Occasionally, coccidioidomycosis has also been misdiagnosed as carcinoma (4-6). Reactive atypia of pneumocytes is often seen in cytological aspirates, and when spherules are undetected, the reactive atypia may be misidentified as carcinoma (6). Tissue biopsy is superior to cytological apirates for direct visualization of the organism (6). The pitfalls of cytodiagnosis have been highlighted in other reported cases of coc-cidioidomycosis misdiagnosed as carcinoma (5). Severely reactive bronchial cells can be interpreted as malignant cells because they have cytological features similar to nonsmall cell carcinoma.
In our first patient, it is likely that chronic C immitis infection contributed to chronic cough and dyspnea. Chronic pulmonary sequelae develop in approximately 5% of people infected with C immitis, and may occur in individuals who are symptomatic or asymptomatic at the time of primary infection (1). Occasionally, hemoptysis or low-grade fever may occur, as in the present report. Surgical therapy is indicated when there is a rapidly expanding cavity, life-threatening hemoptysis, risk of rupture into the pleural space or recurrent superimposed bacterial infections. Otherwise, lifelong azole suppressive therapy should be administered for chronic pulmonary coccidioidomycosis (6).
Our first patient presented with pulmonary symptoms consistent with pulmonary carcinoma. However, blastomycosis and coccidioidomycosis can present similarly and resemble each other clinically. During the first presentation, cultures for fungi were not performed and the diagnosis was made based on microscopic morphology. Coccidioidomycosis was diagnosed only after culture was performed on lung tissue at follow-up. Because it is not uncommon for spherules to be absent, the morphological forms present were confused with B dermatitidis. In such instances, an examination of the specimen using fluorescent antibody or nucleic acid testing will be diagnostic in the absence of cultures or morphologically typical forms microscopically.

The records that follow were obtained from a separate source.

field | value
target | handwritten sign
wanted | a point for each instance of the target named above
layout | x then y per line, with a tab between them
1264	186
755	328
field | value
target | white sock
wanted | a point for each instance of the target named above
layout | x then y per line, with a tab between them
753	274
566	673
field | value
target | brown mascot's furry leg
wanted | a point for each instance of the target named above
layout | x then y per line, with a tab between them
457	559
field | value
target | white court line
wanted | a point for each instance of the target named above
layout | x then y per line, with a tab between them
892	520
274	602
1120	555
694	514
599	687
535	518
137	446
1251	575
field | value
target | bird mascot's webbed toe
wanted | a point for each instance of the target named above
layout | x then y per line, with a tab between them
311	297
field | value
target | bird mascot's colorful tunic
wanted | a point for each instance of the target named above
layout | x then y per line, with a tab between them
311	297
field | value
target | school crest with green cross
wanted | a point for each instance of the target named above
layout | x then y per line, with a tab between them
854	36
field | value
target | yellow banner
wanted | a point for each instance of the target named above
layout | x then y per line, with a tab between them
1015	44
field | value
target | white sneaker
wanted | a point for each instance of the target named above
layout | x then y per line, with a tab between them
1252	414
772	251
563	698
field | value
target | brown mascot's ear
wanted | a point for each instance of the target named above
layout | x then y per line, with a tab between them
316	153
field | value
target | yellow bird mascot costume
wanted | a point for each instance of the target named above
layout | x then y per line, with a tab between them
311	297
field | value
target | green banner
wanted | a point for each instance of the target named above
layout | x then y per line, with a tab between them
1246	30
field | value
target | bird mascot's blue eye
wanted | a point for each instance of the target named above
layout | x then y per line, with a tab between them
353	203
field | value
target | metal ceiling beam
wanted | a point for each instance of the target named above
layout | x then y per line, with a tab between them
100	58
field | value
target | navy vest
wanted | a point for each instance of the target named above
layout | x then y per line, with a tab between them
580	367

Our first patient may have had only chronic or recurrent coccidioidomycosis and not carcinoma, or both diseases may have coexisted. The early, correct diagnosis of coccidioidomycosis is important to initiate appropriate therapy, and to prevent unnecessary diagnostic procedures and therapeutic modalities such as lung resection or radiation.
Histopathologists should be aware of atypical forms of Coccidioides species and be cautious in diagnosis of malignancy in the presence of this fungal infection.
CONFLICT OF INTEREST: There are no conflicts of interest for any of the authors.